For the XL, SteelSeries has done away with the built-in rechargeable battery, instead opting for two standard AA batteries, which will give you approximately 40 hours of playtime. I think I prefer this model as we always tend to have AAs around the house and if I wanted to, I could easily buy a set of rechargeable AAs to be more environmentally friendly.
Back when the original Stratus launched, MFi controllers were still in their infancy and support for these peripherals was still fairly limited. While there hasn’t been a lot of progress in this area, it has gotten somewhat better. We are still not even close to having 100% of new games support MFi controllers and nor should they as some games are just best experienced via the touchscreen. However in the genres where players would most benefit from physical controls (racing, FPS, fighting, platformers) we have seen some nice steady adoption rates by developers, though there are still some notable hold outs like Modern Combat 5. If you are curious which games support the Stratus XL, SteelSeries has compiled an extensive list of compatible games here, though I am not sure how often it is updated (as new games are launching every day).
Playing on an iPad with the SteelSeries Stratus XL feels great. It pairs easily and some titles greatly benefit from physical controls. I’m not gonna lie, using the controller with a smaller device like an iPhone (even the larger 6 Plus) does feel a bit goofy, seeing as the controller is bigger than the device you are playing on. It can also be a little tough to find a good way to properly prop up the phone to play. Maybe if the Stratus XL came with some means for attaching your iPhone to the controller (kind of like MOGA’s Power A), it might feel a little less awkward and more like a cohesive handheld gaming device.

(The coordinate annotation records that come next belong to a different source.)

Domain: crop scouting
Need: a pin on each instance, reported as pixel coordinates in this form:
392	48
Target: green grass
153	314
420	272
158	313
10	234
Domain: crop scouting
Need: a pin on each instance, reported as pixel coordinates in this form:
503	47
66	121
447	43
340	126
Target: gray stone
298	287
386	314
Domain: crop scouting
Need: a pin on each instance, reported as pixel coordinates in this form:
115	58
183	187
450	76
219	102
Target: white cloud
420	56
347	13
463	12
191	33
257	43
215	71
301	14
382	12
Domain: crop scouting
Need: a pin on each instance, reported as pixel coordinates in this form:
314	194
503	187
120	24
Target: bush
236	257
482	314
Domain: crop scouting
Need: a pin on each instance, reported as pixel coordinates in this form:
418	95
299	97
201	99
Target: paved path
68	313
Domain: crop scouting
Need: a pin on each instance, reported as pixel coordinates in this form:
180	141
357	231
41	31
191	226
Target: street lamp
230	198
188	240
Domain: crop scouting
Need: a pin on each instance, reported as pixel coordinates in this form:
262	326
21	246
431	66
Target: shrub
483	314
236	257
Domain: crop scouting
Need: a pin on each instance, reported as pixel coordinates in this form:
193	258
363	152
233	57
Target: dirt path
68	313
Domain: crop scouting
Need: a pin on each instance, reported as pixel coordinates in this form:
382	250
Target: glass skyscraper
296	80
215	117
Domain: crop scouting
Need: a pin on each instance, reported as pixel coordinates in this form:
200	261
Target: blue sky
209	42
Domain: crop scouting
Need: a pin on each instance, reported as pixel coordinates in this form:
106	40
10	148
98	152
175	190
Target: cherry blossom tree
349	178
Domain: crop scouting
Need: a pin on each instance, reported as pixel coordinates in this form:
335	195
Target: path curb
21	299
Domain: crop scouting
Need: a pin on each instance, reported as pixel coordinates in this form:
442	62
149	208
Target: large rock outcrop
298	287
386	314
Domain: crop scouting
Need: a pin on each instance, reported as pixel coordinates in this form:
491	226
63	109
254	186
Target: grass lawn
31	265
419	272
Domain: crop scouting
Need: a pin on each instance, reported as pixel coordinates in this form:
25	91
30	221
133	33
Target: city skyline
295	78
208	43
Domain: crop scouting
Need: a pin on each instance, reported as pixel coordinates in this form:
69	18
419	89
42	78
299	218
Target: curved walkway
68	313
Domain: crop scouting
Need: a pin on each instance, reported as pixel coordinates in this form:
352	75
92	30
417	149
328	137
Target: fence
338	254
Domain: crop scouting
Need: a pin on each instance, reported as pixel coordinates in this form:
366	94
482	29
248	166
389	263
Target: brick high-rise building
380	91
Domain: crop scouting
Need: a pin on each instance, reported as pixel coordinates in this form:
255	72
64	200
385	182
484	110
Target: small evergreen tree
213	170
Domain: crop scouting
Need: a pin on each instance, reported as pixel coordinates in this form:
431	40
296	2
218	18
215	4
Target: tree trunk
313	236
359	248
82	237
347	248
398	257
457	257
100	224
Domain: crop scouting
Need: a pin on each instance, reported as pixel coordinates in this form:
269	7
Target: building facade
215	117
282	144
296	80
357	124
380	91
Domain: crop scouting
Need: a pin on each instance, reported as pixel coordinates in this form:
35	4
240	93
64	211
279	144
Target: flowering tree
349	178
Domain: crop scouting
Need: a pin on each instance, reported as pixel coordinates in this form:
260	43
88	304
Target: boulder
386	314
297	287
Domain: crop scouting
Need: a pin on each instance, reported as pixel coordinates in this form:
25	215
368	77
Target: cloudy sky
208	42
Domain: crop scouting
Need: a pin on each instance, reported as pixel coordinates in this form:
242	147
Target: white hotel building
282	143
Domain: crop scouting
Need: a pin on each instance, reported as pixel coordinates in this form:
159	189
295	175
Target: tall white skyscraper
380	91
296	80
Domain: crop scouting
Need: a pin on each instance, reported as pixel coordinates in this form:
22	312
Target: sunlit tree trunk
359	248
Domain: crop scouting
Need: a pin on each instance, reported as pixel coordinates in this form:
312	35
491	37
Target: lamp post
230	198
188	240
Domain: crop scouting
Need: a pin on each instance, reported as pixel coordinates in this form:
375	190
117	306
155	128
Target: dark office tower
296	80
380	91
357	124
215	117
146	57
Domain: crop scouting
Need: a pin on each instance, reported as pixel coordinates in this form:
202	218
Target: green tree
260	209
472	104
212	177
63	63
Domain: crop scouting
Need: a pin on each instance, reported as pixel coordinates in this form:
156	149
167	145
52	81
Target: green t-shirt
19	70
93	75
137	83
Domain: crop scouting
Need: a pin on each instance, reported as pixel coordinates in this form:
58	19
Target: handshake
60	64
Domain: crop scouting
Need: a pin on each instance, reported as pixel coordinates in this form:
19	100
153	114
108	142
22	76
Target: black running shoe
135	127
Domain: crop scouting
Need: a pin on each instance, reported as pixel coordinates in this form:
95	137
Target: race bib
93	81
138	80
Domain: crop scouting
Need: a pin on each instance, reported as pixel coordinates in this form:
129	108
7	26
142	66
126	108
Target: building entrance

So lemme have it, what will this exciting new controller cost me?
Well, this is another area where SteelSeries has made improvements and the SteelSeries Stratus XL has debuted at a price of $69.99. While not inexpensive by any means it is certainly a little easier to swallow. Personally, I would have preferred to see it debut around $50, but I’m sure there will likely be sales in the future for those who can’t/won’t spend the $70. Pricing still remains SteelSeries one big hurdle as Apple still hasn’t thrown their weight, or even an acceptable means of app discovery behind these controllers to show their value to consumers. Instead they’ve pretty much left it up to the controller manufacturers themselves to build and champion the market for them.
Pricing aside (once again), the improvements that SteelSeries has made for the Stratus XL catapults it to the top of the current crop of MFi controller offerings. Comfortable to use, great button and stick feedback and the perfect size for a true console-like experience on your iOS device, this is the new gold standard for MFi controllers. For various reasons, the Stratus XL will not be a must have for everyone. However, if you are someone who prefers to play your iOS games with a physical controller and you own a decent number of the titles on this list, then the Stratus XL may be a worthy investment to improve your mobile gaming experience. If you’d like to pick one up in time for Christmas, SteelSeries just started offering them in Apple retail stores last week and Stratus XL can be ordered online from Apple for $69.95.